(Brief aside before we start: Happy six years of us talking, Caby—8/18/18 <3)
One of the less-exciting and less-visible aspects of the archives overhaul is that I'm trying to reorganize the subdomain some in the background. I made it in 2020 with purposes slightly different than what I have in mind now, and as a result, things that shouldn't be on there are on there, things are in places I prefer them not to be in, and my methodology for storing what is staying on there has changed a bit as I've developed it out more.
To give you some examples:
- archives was used to reduce the size of our seasonal Somnol site network backups in ways I don't like now. FLAC copies of my music were in a directory called
/marfmusic/
on archives; I want those back on my actual site now, size of the backups be damned. Those aren't archives and have no reason to be on archives now that it's not simply a place to dump shit. - archives has occasionally been used as, not just a file dump, but also a dump for website archives that don't pertain to Somnol. I have an as-complete-as-was-able-to-be-grabbed scrape of the site for the Internet 1996 World Exposition that I think dcb did in
/web/
. It was never meant for Somnol, but it went on archives for lack of a better plan. - Sometimes I separated out component parts of sites in ways I don't like now. My Scratchpad and dcb's 32-bit Patio, our personal blogs, went in their own directories in
/web/
because they were meant to be site version agnostic.

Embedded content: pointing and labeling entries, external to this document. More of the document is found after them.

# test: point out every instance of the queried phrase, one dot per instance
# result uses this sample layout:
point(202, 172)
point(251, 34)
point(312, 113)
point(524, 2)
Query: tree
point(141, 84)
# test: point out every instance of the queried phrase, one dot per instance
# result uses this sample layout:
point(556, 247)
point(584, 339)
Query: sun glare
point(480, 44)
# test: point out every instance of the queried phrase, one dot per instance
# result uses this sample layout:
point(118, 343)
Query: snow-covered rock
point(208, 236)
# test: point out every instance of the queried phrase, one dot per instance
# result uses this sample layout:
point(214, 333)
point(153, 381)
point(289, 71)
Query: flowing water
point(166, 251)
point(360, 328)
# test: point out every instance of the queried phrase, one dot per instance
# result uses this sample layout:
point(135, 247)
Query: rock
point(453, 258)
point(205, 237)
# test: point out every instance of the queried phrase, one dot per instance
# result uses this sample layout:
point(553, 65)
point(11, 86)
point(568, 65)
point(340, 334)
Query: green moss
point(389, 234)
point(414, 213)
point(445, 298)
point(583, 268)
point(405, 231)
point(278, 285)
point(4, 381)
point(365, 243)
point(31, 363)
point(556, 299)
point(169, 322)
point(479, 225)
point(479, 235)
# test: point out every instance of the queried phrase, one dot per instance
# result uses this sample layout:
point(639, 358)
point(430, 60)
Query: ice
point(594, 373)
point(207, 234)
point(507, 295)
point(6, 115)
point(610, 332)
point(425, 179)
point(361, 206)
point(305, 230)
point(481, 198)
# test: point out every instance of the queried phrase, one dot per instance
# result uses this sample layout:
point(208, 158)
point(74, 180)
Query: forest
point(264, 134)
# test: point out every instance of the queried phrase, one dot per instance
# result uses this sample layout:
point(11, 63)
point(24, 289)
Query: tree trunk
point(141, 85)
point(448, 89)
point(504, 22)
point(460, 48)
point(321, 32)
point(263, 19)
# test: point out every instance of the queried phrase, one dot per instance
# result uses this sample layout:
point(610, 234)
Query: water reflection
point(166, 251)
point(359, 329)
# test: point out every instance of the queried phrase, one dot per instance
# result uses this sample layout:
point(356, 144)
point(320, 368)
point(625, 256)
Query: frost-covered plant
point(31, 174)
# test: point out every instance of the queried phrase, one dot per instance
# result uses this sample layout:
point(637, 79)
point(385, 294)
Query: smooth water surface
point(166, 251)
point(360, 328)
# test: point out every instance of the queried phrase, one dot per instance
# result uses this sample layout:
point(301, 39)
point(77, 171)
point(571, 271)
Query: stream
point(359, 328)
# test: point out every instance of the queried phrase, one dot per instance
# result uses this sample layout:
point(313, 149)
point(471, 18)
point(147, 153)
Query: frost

Now, I think it's just messy, and they can both be matched to versions of mari.somnol and dcb.somnol where they most fit in the timeline. - To reduce redundancy between grabs, I'd also split out subsites that didn't change across a series of site revisions into their own subdirectories and simply edit all the links to point to the split version. dcb's The Many Faces of Mozilla archive was like this. I hate that now, and I'd rather have the redundancy.
- Each of the file dumps were simply in directories in the root of archives, which is super messy to me now. The root directory, in my head, should be files that make the site itself work, and any content should be sorted accordingly.
Resorting and getting rid of stuff is easy, but with it comes the risk of link rot. These days, when I build a site, I try to plan everything out so there's no chance I will ever want to reorganize the files. Anything that gets moved runs the risk of breaking links someone dropped in a Discord somewhere, or on a forum post or in a Reddit comment somewhere, and I don't want any of that. I want links that will exist in ten, twenty years. For archives, this is extra important to me. All Links Are Permanent.
Thankfully, Apache (and DreamHost accordingly) support the use of .htaccess redirects. I can simply have the old links redirect to the new locations and then manually update links as I find them to reduce the need for the redirects. The stuff that's getting deleted, I just have it redirect 410 or target another page where the same information can be found, if necessary. Also nice is Notepad++'s Find in Files function, which lets me do a find and replace across an entire directory of files. I can just do a search for, say, /web/scratchpad/
and replace it with /web/mari_v3/blog/
and thousands of references are now updated to point to the right spot.
It takes a lot of work to maintain eternity, but technology makes it possible at all.